The Weeknd takes a different tack entirely, coming across not as tough but as someone who is both scarred and culpable, wanting love but keenly aware of the pain that often comes with it. It’s as if Tesfaye’s stage name is a double-edged pun, suggesting both “the weekend,” with its promise of romance, relaxation and nightclub frolics, and “the weakened,” with its recognition of the emotional toll life takes.
Take, for example, Valerie, one of the newer tracks from Trilogy. It’s a song about cheating, and opens with Tesfaye sweetly intoning, “Come a time in a man’s life/When he must take responsibility for the choices he has made.” But that responsibility only goes as far as admitting that he’s unfaithful; by the second verse, he once again finds himself with “my hand on another girl.” Worse, although Valerie “can see through me,” she doesn’t act, but “choose[s] to never know.”
It sounds painful, awkward and real, an impression that’s only intensified by checking The Weeknd’s Twitter feed and finding this: “I want to apologize to Valerie. I had to do it.”

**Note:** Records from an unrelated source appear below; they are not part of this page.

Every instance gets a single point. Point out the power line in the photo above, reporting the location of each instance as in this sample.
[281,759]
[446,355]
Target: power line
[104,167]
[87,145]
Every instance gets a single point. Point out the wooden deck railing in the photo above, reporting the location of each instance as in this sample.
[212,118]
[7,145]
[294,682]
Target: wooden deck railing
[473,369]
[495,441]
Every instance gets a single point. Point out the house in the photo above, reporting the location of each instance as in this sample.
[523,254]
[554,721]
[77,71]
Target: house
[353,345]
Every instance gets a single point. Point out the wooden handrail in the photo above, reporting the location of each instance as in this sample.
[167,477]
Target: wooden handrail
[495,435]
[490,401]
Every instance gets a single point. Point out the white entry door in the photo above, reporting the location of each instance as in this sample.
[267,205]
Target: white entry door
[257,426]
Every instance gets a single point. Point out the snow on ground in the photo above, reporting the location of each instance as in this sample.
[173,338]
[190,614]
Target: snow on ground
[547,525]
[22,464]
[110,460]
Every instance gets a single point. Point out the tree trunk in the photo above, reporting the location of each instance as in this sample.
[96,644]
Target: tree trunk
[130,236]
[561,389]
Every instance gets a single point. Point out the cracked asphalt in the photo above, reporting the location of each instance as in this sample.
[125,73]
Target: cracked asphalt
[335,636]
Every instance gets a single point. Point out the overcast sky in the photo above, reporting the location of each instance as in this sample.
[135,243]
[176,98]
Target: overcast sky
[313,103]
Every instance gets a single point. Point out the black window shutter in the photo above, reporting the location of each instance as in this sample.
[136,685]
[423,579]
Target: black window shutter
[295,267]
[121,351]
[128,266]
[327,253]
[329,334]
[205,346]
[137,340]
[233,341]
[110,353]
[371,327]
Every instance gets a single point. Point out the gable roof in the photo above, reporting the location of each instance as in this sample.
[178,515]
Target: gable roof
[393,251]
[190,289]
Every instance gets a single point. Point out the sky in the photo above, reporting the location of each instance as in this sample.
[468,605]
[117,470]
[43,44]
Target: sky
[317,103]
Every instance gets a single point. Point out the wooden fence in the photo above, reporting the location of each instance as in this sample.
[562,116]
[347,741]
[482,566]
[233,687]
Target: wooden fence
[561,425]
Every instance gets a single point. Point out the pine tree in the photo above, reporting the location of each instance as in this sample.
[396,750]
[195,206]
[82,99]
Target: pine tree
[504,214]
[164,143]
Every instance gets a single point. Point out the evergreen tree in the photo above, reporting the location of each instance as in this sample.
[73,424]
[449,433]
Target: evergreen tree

“You know, as interested as I am in him melodically, structurally and sonically, I’m probably most interested in him psychologically,” says Caramanica. “This is romance as nihilism, or maybe nihilism as romance – I don’t know which is the chicken, and which is the egg. But there’s an outrageous darkness to his perspective on relationships, and his perspective on interacting with women, and it’s interesting because it doesn’t feel abusive.”
“But there’s something scarred about these records,” he adds. “And if people are going to say he’s doing a new form of R&B, that to me is a much more interesting basis for a ‘new form of R&B.’ It feels like a fresh archetype, one I have not heard before. That’s way more exciting to me than, ‘Oh, he samples the Smiths’ or whatever.”
No doubt the mystery that surrounds The Weeknd only intensifies that darkness. At this point, the longest quote Tesfaye has given the press has been two words, when he told the trade magazine Billboard that getting all the samples cleared for Trilogy was “killing me.” It’s hard to build much of a psychological portrait around that.
Twitter and his blog help, but 140 characters reveal only so much. Tesfaye is, as a recent blog post put it, “a man of few words,” and much of what he sends out to the world concerns concert appearances and videos put online. But there are also endearingly modest shout-outs to his fans (e.g., “wow, you know you have read fans when they purchase music they’ve already had for years”), and occasional gnomic flashes of darkness that only add to his mystique. When he tweets, “don’t let nothing fool you, I’m alone in this. only time knows how it’ll all end,” is he talking about his band? His career? His life? All of the above?
It’s tempting to read his terseness as calculation rather than inclination, deriving less from shyness than an understanding that the less you reveal, the more easily you control your mystique. It is clear that he’s career-conscious and ambitious. Lennox says that the decision to repackage his mixtapes as Trilogy was “driven more by him than us,” inspired in part by Tesfaye’s understanding that, despite the prevalence of downloads, 58 per cent of the music purchased in Canada is bought in CD form. Says Lennox, “Abel recognized – as we did – that there was a missed opportunity.”
If The Weeknd’s mixtapes missed opportunities – that is, sales – Trilogy is more than making up the loss. Add in the exposure gained through his fall tour with Florence and the Machine, plus a set of sold-out headlining dates in New York and Toronto, and The Weeknd should be in excellent position to kick it up a notch with a new studio album next year.
Is he the new face of R&B? We’ll know better when the numbers are in. As Caramanica sees it, a key indicator will be how The Weeknd’s first-week sales compare to those for Usher and Chris Brown – two of the biggest stars in traditional R&B.
“I feel pretty confident The Weeknd is going to sell that as well, possibly better,” he says. “So if the guy who’s doing the ‘non-traditional’ thing is selling the most records, then you have to revise your understanding of what traditional is. And if you’re someone who is closer to the centre of what R&B has been, you’re hurting right now – and this guy is going to come along and basically clean your clock.”